I would say it's probably more helpful while you're coding than at test/CI time because it will be, indubitably, flakey.
However, for a local developer workflow I can see a reasonable value in being able to go:
Take every function in my code and scan it to figure out if you think it's implemented correctly, and let me know if you spot anything that looks weird / wrong / broken. Ideally only functions that I've touched in my branch.
So... you know. Cool idea. I think it's overselling how useful it is, but hey, smash your AI into every possible thing and eventually you'll find a few modestly interesting uses for it.
This is probably a modestly interesting use case.
> suite allows you to run the tests asynchronously, and since the main bottleneck is IO (all the computations happen in a GPU in the cloud) it means that you can run your tests very fast.

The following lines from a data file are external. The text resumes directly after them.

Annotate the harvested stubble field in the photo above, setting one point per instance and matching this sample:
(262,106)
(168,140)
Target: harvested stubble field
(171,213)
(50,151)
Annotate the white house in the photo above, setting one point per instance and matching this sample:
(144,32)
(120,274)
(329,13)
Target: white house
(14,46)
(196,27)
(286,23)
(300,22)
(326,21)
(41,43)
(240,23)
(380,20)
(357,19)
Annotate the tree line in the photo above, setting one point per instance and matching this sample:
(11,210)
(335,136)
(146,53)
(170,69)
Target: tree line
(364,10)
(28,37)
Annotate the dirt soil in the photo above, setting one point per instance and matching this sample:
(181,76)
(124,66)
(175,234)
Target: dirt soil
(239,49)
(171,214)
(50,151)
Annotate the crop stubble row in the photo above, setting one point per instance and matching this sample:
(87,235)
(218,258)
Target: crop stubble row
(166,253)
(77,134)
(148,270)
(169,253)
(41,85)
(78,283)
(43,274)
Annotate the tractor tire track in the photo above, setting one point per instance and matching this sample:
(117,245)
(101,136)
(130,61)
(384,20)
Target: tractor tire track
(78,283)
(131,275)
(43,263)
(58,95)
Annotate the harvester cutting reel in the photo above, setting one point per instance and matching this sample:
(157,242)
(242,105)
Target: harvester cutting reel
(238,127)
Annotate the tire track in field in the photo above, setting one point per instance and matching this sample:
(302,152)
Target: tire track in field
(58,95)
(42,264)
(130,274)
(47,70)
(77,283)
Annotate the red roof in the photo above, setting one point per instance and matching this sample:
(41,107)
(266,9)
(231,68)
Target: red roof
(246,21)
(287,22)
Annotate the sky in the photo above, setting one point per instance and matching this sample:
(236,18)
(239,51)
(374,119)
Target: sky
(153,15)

This is a huge advantage in comparison to standard tests, which need to be run sequentially.
uh... that said, saying that it's fast to run your functions through an LLM compared to, you know, just running tests, is a little bit strange.
I'm certain your laptop will melt if you run 500 functions in parallel through ollama gemma-3.
Running it over a network is, obviously, similarly insane.
This would also be enormously and time consuming and expensive to use with a hosted LLM api.
The 'happy path' is probably having a plugin in your IDE that scans the files you touch and then runs this in the background when you make a commit somehow using a local LLM of sufficient complexity it can be useful (gemma3 would probably work).
Kind of like having your tests in 'watch mode'; you don't expect instant feedback, but some-time-after you've done something you get a popup saying 'oh hey, are you sure you meant to return a string here..?'
Maybe it would just be annoying. You'd have to build it out properly and see. /shrug
I think it's not implausible though, that you could see something vaguely like this that was generally useful.
Probably what you see in this specific implementation is only the precursory contemplations of something actually useful though. Not really useful on its own, in its current form, imo.